Und als der Kaiser nach kurzer Zeit gen Ulm zum Reichstag zog, kehrte er in Murrhardt ein und verlieh dem Kloster durch Brief und Siegel all das Gebiet rings umher zu Nutz und Frommen der Brüder. Walderich starb hochgeehrt im höchsten Greisenalter. Sie begruben ihn droben am Bergeshang, an dem Ort, wo seine Klause stand, und erbauten über seinem Grabe ein Kirchlein.

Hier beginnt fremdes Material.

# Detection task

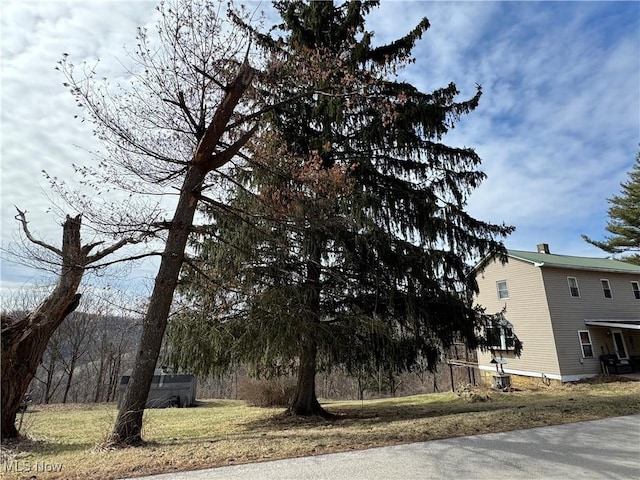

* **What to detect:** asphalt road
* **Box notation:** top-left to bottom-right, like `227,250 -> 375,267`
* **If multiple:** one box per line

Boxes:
129,414 -> 640,480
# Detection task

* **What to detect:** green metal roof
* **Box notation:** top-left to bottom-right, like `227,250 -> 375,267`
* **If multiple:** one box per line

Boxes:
508,250 -> 640,274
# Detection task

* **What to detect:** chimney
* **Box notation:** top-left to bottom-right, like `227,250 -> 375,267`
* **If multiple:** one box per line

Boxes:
537,243 -> 550,254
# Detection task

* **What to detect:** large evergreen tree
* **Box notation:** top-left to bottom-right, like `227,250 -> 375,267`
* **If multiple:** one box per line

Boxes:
583,152 -> 640,265
169,1 -> 514,417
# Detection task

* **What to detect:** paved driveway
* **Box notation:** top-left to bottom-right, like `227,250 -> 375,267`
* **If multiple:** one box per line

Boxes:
129,414 -> 640,480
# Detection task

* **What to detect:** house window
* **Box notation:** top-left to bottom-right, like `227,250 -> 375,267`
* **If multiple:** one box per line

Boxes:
578,330 -> 593,358
567,277 -> 580,297
601,279 -> 612,299
486,318 -> 516,351
632,281 -> 640,300
496,280 -> 509,300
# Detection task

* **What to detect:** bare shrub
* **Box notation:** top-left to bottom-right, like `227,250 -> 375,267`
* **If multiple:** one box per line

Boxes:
238,377 -> 296,408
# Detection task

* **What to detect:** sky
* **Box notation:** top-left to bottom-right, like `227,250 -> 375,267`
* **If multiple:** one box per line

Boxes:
1,0 -> 639,301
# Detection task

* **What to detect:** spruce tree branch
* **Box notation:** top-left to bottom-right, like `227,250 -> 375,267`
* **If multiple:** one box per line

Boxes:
182,257 -> 219,286
225,89 -> 366,132
196,194 -> 233,212
225,89 -> 319,131
182,257 -> 245,295
196,193 -> 278,235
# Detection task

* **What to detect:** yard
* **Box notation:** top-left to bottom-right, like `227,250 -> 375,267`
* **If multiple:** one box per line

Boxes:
2,378 -> 639,480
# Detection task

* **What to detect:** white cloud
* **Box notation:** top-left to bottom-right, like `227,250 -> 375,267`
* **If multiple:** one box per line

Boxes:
1,0 -> 160,294
382,1 -> 640,257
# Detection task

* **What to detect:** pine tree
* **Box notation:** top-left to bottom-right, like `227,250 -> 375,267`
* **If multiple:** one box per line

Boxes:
584,152 -> 640,265
169,1 -> 514,417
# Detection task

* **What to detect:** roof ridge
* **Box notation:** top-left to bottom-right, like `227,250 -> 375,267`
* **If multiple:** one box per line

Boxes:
506,249 -> 640,273
509,249 -> 614,260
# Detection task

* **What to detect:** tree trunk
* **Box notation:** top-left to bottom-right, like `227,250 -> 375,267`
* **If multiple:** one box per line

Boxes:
61,314 -> 92,403
108,353 -> 122,402
93,351 -> 106,403
43,350 -> 61,404
110,166 -> 205,445
1,216 -> 84,440
93,326 -> 111,402
287,235 -> 332,419
109,59 -> 256,446
62,356 -> 77,404
288,337 -> 331,418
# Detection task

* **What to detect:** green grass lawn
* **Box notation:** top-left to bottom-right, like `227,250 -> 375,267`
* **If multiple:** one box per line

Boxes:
2,379 -> 639,479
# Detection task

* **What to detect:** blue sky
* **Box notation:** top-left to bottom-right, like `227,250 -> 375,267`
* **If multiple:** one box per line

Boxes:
1,1 -> 639,299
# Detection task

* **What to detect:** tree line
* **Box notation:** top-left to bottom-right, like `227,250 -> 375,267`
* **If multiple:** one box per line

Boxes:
26,310 -> 137,405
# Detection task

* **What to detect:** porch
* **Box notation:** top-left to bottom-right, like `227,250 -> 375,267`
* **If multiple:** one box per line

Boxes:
584,319 -> 640,375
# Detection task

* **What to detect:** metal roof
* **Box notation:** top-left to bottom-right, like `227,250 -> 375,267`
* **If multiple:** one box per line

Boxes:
508,250 -> 640,274
584,319 -> 640,330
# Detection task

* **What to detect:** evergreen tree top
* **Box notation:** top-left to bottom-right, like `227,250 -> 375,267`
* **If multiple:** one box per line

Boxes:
584,152 -> 640,264
272,1 -> 429,65
169,0 -> 515,383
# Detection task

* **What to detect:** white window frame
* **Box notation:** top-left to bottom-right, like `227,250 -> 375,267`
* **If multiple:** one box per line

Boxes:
487,319 -> 516,351
601,279 -> 612,299
496,280 -> 509,300
567,277 -> 580,298
632,281 -> 640,300
578,330 -> 593,358
612,329 -> 629,360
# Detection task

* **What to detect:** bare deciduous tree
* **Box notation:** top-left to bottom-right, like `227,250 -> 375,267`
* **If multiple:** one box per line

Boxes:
56,0 -> 350,445
34,328 -> 65,404
59,312 -> 94,403
88,311 -> 140,404
1,209 -> 139,440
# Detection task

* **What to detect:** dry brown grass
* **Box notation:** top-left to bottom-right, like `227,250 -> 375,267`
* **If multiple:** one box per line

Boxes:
2,379 -> 639,479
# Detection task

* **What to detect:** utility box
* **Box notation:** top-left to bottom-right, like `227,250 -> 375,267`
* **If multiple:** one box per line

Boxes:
118,368 -> 196,408
493,374 -> 511,390
490,357 -> 510,390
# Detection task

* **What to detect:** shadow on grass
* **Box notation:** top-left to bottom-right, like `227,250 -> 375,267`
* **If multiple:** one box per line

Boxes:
242,390 -> 640,433
190,399 -> 245,409
242,397 -> 513,432
0,435 -> 93,458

Heute noch liegt die Walderichskirche auf grünem Hügel über Murrhardt inmitten eines Totenackers, der schon über 1000 Jahre zum Begräbnis der Talbewohner dient. Sie zeigt frühromanische Bauart und an der Nordseite zwei merkwürdige Steine, in die Mauer eingefügt: der eine hat zwei springende Löwen, das Wappen der Grafen von Löwenstein, der andere das Lamm Gottes und das Brustbild der Maria. Links vom Westeingange der alten Kirche finden wir den Opferstock, der aus Bruchstücken des wundertätigen Walderichsteines besteht. Dies ist der Stein, der einst das Grab des Heiligen im Innern der Kirche deckte. Sieche und Bresthafte aller Art wallfahrteten von nah und fern zu diesem Gnadenorte, dem Grabe des Heiligen. Die Mönche im Tal, eifersüchtig auf den Ruhm des toten Walderich, ließen zu wiederholten Malen den Grabstein von seiner Gruft abnehmen und auf den Waltersberg schaffen. Jedesmal aber lag der Stein, ein sogenannter Schwebestein, am nächsten Morgen wieder an seiner alten Stelle über dem Grabe des Heiligen. Da ließen ihn die neidischen Mönche in Stücke zerschlagen. Aber auch diese behielten ihre Wunderkraft. Aus ihnen wurde der jetzige Opferstock der Kirche hergestellt, der die Gaben der frommen Pilger aufnimmt, wenn in der Karwoche zum Grabe des Heiligen gewallfahrtet wird.